Facturez l'urgence avant de rentrer
Devis signé sur place, facture émise depuis le camion. 19 €/mois.
Essayer VokeoQuestions fréquentes
Peut-on facturer une majoration pour une intervention de nuit ou un dimanche ?
Dans la plupart des cas oui, à condition que la majoration soit annoncée avant l'intervention : affichage des prix, information au téléphone, puis reprise sur le devis ou l'ordre de réparation signé sur place. Une majoration découverte sur la facture est la première source de litige. Les obligations d'information tarifaire dépendent de votre situation : vérifiez sur service-public.fr ou auprès de la CAPEB.
Faut-il un devis pour un dépannage en urgence ?
Selon la situation, un écrit signé avant travaux reste la meilleure protection, même en urgence. En pratique, beaucoup de plombiers font signer sur place un devis court sur mobile, avec une fourchette pour la partie non visible, puis établissent la facture définitive après intervention.
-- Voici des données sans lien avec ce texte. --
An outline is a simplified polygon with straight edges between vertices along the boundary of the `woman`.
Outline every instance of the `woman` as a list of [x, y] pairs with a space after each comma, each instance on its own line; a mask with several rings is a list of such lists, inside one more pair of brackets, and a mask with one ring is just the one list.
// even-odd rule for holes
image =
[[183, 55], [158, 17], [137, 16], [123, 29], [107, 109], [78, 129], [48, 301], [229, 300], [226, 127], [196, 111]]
Les seuils et obligations exacts sont à vérifier sur service-public.fr.
Comment rémunérer un salarié d'astreinte ?
L'astreinte et le temps d'intervention ne se traitent généralement pas de la même façon, et les contreparties dépendent souvent de la convention collective du bâtiment applicable. C'est un point à cadrer avec votre comptable ou un conseil en droit social avant de mettre en place un roulement, pas à improviser.